The WowWee Cinemin Swivel ($350 as of January 11, 2010) is made to order for watching iPod videos or playing games on the ceiling. Of course, you can point any handheld pico upward to display images overhead, but the Cinemin Swivel does it without requiring any handholding. Its unique, adjustable, 90-degree hinge lets you swing the lens through a wide arc of display angles while you relax on your sofa or bed. In addition, the Cinemin Swivel can handle business presentations for a very small group in a dimly lit room.
The Cinemin Swivel permits you to deliver an iPod presentation or show an iPhone video right out of the box, thanks to the bundled iPod/iPhone 30-pin adapter; all of the other pico projectors we looked at require an extra-cost, third-party cable. If your main goal is to use a pico as an Apple accessory, the Cinemin Swivel is a solid choice. It also comes with a composite (RCA-type) A/V cable for connecting the projector to a digital camera, video game console, or other mobile device. You'll have to pay $40 extra, however, to get the VGA-to-A/V converter accessory (Cinemin Swap) you'll need to hook up the projector to a computer.
The Cinemin Swivel has a native resolution of 480 by 320 and is powered by Texas Instruments' DLP (Digital Light Processing) projection technology. It weighs roughly 6 ounces (with battery)and has the same candy bar size--0.9 by 2.1 by 4.7 inches--as such competing pico projectors as the 3M MPro120, the Aaxa P2, and the Aiptek PocketCinema V10 Plus. In addition to its swivel capability, this model has a 20,000-hour LED light life and a long enough battery life (135 minutes) to run a lengthy flick like Terminator Salvation.
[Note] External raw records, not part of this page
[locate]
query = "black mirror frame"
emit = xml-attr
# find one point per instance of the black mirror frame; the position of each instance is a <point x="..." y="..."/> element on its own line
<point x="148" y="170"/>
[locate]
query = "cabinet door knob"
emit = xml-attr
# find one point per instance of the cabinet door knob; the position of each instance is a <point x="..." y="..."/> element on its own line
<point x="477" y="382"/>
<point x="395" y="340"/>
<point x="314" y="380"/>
Its brightness rating of 8 lumens, however, is the weakest of the seven units we tested, and the projector works best in an office setting and at a relatively small screen size. In our tests at 4 feet from the screen in low ambient daylight, the Cinemin Swivel projected a viewable 29-inch-diagonal image; and at 6 feet away in a darkened room at night, it managed a 45-inch-diagonal image.
In our performance tests, the Cinemin Swivel earned an overall rating of Very Good for image quality. In some tests, however, its vivid colors looked more saturated than they did in the original images--a characteristic also displayed by the Optoma PK102, which uses similar DLP technology. The Cinemin Swivel also tended to lose more detail in dark areas than its rivals did, no doubt because of its lower brightness. In displaying text images, the projector did a good job of rendering legible text when displaying large san serif fonts--in PowerPoint slides, for example. But smaller text on Web pages was harder to read with this model than with the higher-resolution 3M MPro120.
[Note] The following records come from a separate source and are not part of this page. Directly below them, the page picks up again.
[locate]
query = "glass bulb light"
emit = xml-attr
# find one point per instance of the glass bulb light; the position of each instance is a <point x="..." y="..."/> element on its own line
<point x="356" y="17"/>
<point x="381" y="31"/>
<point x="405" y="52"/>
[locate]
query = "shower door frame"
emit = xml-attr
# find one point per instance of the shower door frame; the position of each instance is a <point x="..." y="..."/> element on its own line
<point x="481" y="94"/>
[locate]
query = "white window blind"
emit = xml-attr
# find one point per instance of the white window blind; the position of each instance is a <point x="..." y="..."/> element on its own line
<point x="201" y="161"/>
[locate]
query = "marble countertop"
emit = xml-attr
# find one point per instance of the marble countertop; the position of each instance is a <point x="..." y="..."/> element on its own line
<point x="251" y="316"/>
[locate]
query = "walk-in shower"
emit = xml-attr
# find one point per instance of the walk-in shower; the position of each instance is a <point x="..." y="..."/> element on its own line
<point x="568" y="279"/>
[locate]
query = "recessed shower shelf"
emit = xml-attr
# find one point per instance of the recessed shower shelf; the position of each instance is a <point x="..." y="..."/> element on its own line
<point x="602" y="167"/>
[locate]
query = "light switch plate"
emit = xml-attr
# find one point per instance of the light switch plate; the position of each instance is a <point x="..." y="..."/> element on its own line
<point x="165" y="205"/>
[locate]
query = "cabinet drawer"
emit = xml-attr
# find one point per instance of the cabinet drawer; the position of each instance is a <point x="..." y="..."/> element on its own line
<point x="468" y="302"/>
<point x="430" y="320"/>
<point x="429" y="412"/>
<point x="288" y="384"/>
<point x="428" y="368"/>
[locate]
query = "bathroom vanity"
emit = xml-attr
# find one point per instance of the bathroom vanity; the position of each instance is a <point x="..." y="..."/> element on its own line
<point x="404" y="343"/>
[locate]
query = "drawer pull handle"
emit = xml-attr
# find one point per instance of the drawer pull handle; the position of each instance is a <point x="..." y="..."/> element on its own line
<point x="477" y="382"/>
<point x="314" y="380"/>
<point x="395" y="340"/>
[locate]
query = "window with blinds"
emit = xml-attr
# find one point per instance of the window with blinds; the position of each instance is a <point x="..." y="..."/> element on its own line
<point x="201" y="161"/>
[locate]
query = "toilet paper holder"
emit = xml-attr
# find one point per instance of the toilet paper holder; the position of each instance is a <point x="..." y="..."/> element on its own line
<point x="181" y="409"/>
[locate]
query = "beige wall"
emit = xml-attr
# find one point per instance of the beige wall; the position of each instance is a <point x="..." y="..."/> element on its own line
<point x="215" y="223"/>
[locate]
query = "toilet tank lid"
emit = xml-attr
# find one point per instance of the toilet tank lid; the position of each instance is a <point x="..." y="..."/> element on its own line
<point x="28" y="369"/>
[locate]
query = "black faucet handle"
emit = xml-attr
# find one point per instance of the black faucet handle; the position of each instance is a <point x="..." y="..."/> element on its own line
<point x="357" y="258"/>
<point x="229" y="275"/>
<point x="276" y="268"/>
In our graphics tests, the Cinemin Swivel produced very colorful images, such as outdoor photos with gorgeous blue skies and lush green grass, but with some oversaturated elements, such as skin tones that were too red. In our motion tests, the Cinemin Swivel displayed smooth action and its brilliant color was an asset in our screening of the animated Monsters vs. Aliens DVD and in tests with iPod Nano podcasts and iPhone 3GS YouTube videos. The projector's 0.5-watt mono speaker was reasonably audible only when we sat close to the unit; for greater range, another audio source is needed.
The Cinemin Swivel is reasonably easy to use, despite lacking a tripod and a screw hole for attaching one. The simple controls consist of a focus wheel, volume buttons, and a power switch. Inputs for video, audio (headphones or external speakers), and power/USB are clearly labeled and easy to access. The power switch has a position for back projection (reverse image), too.